Originally compiled by J.L. Frazier, this long-running Inland Printer feature was revived in the June 1963 by Alexander S. Lawson. He contributed thirteen examinations in all on a quarterly basis until Archie Provan assumed authorship of the feature in September 1966. This coincided with Lawson’s departure from the staff of The Inland Printer to assume his editorship of the “Typographically Speaking” column of Printing Impressions.
An introduction prefaced the first installment and is presented below the table. Generally speaking, “Typographic Scoreboard” was most often preceded by the “Composing Room.”
|1963, 06 June||The New Yorker (April 13, 1963)|
|1963, 09 September||Fortune (June 1963)|
|1963, 12 December||Esquire (October 1963)|
|1964, 03 March||Ladies Home Journal (December 1963)|
|1964, 06 June||The New Yorker (March 7, 1964)|
|1964, 09 September||Vogue (April 1964)|
|1964, 12 December||Esquire (September 1964)|
|1965, 03 March||Fortune (December 1964)|
|1965, 06 June||McCall’s (June 1965)|
|1965, 09 September||The New Yorker (June 12, 1965)|
|1965, 12 December||Sports Illustrated (September 20, 1965)|
|1966, 03 March||Inland Printer/American Lithographer (December 1965)|
|1966, 06 June||Fortune (April 1966)|
A Revival: Typographic Scoreboard
Popular IP feature comes to life again with statistical study of advertising typefaces in an issue of New Yorker magazine survey will be made quarterly.

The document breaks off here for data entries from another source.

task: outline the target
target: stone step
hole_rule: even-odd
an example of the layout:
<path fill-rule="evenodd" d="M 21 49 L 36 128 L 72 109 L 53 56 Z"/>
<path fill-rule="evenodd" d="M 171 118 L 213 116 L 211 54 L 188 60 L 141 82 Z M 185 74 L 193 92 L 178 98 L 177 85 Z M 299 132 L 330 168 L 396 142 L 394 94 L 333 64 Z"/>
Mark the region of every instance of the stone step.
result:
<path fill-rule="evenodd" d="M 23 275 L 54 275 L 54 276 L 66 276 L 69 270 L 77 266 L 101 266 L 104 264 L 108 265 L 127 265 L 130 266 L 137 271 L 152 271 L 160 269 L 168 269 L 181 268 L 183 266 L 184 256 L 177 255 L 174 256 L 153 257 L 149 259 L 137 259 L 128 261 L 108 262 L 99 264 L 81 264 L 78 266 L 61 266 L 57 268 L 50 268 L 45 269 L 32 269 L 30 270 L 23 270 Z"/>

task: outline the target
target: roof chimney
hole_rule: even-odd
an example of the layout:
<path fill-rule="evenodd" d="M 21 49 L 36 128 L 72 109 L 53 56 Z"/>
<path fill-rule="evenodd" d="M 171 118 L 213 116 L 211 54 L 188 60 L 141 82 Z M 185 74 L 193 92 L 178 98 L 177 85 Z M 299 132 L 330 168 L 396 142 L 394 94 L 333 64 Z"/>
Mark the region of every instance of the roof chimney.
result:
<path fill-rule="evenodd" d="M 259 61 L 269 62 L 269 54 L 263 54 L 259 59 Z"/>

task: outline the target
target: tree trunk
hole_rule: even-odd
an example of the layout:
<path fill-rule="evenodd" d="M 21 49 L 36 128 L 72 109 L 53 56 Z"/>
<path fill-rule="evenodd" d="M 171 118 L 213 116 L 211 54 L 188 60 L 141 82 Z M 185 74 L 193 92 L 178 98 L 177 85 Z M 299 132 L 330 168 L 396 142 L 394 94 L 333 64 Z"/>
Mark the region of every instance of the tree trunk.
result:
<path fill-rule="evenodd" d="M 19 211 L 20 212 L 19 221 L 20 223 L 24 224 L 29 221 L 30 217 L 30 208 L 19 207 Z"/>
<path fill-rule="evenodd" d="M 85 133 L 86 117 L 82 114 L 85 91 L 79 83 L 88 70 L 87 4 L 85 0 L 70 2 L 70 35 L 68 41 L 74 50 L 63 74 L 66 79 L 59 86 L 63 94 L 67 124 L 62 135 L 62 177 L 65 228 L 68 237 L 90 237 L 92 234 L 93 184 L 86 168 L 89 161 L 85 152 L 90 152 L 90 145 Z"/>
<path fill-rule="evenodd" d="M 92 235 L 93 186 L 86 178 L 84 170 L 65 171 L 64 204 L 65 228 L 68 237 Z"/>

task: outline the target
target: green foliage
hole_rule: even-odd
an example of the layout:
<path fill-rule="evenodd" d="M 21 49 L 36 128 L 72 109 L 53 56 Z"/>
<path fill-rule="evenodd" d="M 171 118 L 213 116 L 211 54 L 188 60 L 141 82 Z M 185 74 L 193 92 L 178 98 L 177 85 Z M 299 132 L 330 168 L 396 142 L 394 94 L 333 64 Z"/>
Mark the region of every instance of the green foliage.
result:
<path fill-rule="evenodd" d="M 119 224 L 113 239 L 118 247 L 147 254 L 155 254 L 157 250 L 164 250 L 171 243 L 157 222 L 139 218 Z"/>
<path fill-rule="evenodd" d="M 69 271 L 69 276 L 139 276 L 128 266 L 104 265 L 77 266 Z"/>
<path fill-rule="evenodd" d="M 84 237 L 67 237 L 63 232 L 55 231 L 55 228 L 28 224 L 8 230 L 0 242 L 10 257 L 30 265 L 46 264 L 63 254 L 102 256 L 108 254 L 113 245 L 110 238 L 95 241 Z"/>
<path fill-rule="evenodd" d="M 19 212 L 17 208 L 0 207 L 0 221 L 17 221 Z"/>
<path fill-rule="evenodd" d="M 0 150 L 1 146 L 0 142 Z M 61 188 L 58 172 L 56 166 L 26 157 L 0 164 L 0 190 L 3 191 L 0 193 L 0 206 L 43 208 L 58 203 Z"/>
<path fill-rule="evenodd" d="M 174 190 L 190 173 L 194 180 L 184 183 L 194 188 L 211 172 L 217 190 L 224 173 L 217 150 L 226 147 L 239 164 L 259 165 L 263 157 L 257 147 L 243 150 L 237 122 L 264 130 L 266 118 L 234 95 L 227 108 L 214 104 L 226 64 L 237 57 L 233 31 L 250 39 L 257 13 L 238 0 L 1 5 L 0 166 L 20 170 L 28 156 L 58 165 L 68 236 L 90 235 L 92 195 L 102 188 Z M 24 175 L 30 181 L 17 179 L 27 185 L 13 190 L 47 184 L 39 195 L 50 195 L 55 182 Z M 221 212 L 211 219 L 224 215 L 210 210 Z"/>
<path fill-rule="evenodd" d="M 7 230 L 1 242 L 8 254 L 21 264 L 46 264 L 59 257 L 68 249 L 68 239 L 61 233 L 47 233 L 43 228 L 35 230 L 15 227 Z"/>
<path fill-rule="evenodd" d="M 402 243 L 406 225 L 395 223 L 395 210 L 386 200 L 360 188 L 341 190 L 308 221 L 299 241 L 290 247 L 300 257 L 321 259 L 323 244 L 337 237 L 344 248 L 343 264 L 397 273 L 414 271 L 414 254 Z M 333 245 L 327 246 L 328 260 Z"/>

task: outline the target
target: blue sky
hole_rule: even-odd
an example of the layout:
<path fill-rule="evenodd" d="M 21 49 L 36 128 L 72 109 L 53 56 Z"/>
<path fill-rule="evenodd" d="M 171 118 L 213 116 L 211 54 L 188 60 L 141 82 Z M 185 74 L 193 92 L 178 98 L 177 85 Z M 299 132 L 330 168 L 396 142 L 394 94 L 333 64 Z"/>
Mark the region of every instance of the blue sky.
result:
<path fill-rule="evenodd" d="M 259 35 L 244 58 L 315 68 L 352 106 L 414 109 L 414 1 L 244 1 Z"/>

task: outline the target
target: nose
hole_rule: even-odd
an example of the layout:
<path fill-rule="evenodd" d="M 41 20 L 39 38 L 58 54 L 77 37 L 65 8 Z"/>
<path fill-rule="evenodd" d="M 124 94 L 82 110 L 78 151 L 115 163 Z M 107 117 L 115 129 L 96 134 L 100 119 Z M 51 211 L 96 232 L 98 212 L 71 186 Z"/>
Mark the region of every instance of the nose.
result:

In re-introducing the Typographic Scoreboard—for so many years a popular feature of Inland Printer/American Lithographer as compiled by J.L. Frazier—a few changes may be noted. Instead of restricting the study of current type use to two magazines, the field will he broadened to include several periodicals, weekly as well as monthly.
It will be noted that the method of classifying the types has been revised. While it may be pointed out that the classification of types is not at all standardized, the present compiler believes that the system used here is well enough understood by most printers to be practical.
The first three groups, Oldstyle, Transitional, and Modern, encompass the so-called roman types.
The Sans-serif group has been divided into the modernized unseriffed faces, perhaps best represented by the Futura pattern, and the traditional Sans-serifs, called gothics by American printers.
In a similar fashion, the Square Serifs are separated into the standard group with unbracketed serifs and those in which the serifs are joined to the stem of the letter with a filet or bracket (Clarendons).
Finally, the last group is simply listed as Decorative, into which go types which are structurally so different that they do not fit in any of the other categories.
The reader will no doubt he aware of the difficulty of pinpointing a particular type when there are perhaps several versions available. In the case of photolettering, there is no effort to separate the method of composition, hut only the style of the type.
This introduction first appeared in the “Typographic Scoreboard” column of the June 1963 issue of The Inland Printer.